The General Secretariat of the Organization of Islamic Cooperation (OIC) and its humanitarian

partners continue their efforts to address current famine, whose impacts have begun to emerge

in Somalia and the Horn of Africa as a result of the severe drought caused by a few years of

rainfall threatening the lives of millions in the Horn of Africa. Somalia is on the brink of

imminent famine. More than six million people, Almost half the population of Somalia needs

urgent humanitarian assistance. The warning signs of this famine are very clear.

After three years of lack of rainfall, water and agricultural crops have been severely degraded

and drought has affected large areas of grazing land, causing tens of thousands of deaths of

livestock on which the population depends for their survival.

In the light of the need to intensify efforts and work jointly to maximize the contribution of

humanitarian efforts and to promote joint humanitarian action, the OIC, in partnership with the

Humanitarian Forum and the Islamic Charity Forum, and under the auspices of the Somali

federal government and with the support of United Nations bodies and with a large presence of

international agencies held an emergency humanitarian meeting on 11 April 2017 in Mogadishu

under the theme "Renewed commitment to prevent famine in Somalia" to assess the deteriorating

humanitarian situation in Somalia and to work to prevent the looming famine.

The meeting also aimed at strengthening partnerships between humanitarian actors at the

international, regional and local levels with the federal government of Somalia and donors to

mitigate the effects of drought, and improving the efficiency of the coordinated response and

assessing the magnitude of humanitarian needs and steps that could be taken to accelerate the

response immediately and in a coordinated manner.
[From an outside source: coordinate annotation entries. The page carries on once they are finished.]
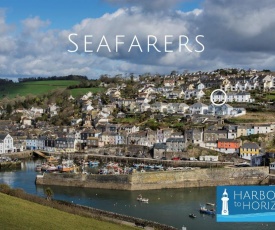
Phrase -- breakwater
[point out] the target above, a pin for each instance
(19, 155)
(10, 165)
(160, 179)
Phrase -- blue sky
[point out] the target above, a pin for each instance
(64, 14)
(34, 35)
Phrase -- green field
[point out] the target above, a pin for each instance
(82, 91)
(21, 214)
(42, 87)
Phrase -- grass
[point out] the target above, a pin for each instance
(21, 214)
(42, 87)
(34, 87)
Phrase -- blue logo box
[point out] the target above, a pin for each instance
(245, 204)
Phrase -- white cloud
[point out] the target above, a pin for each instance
(237, 34)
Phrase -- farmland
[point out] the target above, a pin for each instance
(22, 214)
(42, 87)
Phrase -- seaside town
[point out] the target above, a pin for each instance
(167, 117)
(143, 132)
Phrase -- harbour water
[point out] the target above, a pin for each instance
(170, 206)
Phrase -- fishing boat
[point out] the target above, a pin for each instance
(93, 163)
(66, 166)
(204, 210)
(51, 168)
(158, 167)
(141, 199)
(38, 168)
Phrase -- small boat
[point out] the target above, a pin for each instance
(144, 200)
(158, 167)
(38, 168)
(210, 204)
(51, 168)
(204, 210)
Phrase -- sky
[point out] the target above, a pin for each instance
(34, 36)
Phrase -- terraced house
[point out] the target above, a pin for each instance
(247, 150)
(6, 143)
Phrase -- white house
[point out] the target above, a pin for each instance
(6, 143)
(198, 108)
(209, 158)
(225, 109)
(194, 94)
(264, 128)
(31, 144)
(233, 97)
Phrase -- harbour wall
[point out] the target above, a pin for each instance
(161, 179)
(10, 165)
(19, 155)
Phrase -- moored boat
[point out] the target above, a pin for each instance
(93, 163)
(38, 168)
(141, 199)
(204, 210)
(210, 204)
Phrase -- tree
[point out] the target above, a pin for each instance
(48, 193)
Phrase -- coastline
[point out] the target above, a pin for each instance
(85, 211)
(160, 179)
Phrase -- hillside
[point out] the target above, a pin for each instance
(41, 87)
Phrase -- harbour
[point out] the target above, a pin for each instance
(167, 206)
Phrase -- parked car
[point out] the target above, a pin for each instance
(175, 158)
(184, 159)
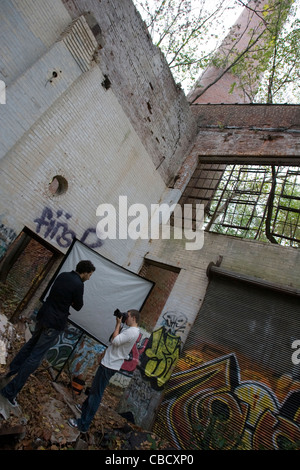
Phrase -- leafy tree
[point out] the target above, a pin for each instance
(189, 33)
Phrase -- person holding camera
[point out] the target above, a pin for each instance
(66, 291)
(121, 343)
The OIC chaired the meeting and the opening session was addressed by HE Mariam Kassem,

Minister of Humanitarian Affairs and Disaster Management of the Somali Federal Government,

Mr. Peter DeGlerk, Coordinator of the UN Office for Humanitarian Affairs in Somalia, and HE

Hisham Yousuf, Assistant Secretary General of the Islamic Organization for Humanitarian

Affairs. Representatives of the World Food Program, FAO, UNICEF and the Office for the

Coordination of Humanitarian Affairs of the United Nations in Somalia, as well as the Arab

league, States and the Informal Committee of Donors to Somalia had participated in the meeting.

Participants expressed their deep concern over the humanitarian disaster and the size of the

international response to the potential famine in Somalia, which brings to mind the famine

suffered by Somalia in 2011 which caused the death of about 260 thousand people, and warned

of the consequences of the slowdown in humanitarian intervention and the need for immediate

action before it is too late, especially if the current wave of drought is more widespread than that

which occurred in 2011, a large competition for human resources in light of the multiplicity and

depth of humanitarian crises especially in the region , and if there is a lesson learned from what

happened in 2011, it is the importance of time to take procedures before the situation deteriorates

to a famine.

He also called on the international community to redouble its efforts to alleviate the suffering of

those affected by drought and to raise the level of emergency relief so as not to exacerbate the

current humanitarian situation and to avoid famine. The priority should be given to the provision

of water, food and urgent health care.

The participants welcomed the announcement of the establishment of a Ministry of Humanitarian

Affairs and Disaster Management in the new federal government by His Excellency Mr.

Mohamed Abdulla Mohamed Faramajo.

The participants also emphasized the importance of working together to provide urgent

humanitarian assistance to the displaced and the entire affected population, especially those who

are still in rural areas, to stop the displacement movement and save thousands of lives.

The organizations that participated in the meeting expressed their commitment to provide

humanitarian assistance to those affected by the drought and pledged to work together to

coordinate and activate the efforts and commitment to work to prevent famine in Somalia and

alleviate human suffering and save lives.

The participating organizations has also confirmed their commitment to follow programs

combining emergency relief to prevent famine, at the same time, more attention and effort should

be given to finding sustainable solutions that would allow Somalia to cope with the impacts of

climate change and flood and drought cycles and to strengthen their resilience.

The meeting was attended by 150 participants from 85 local, regional and international

humanitarian organizations as well as participants from the guests and the media.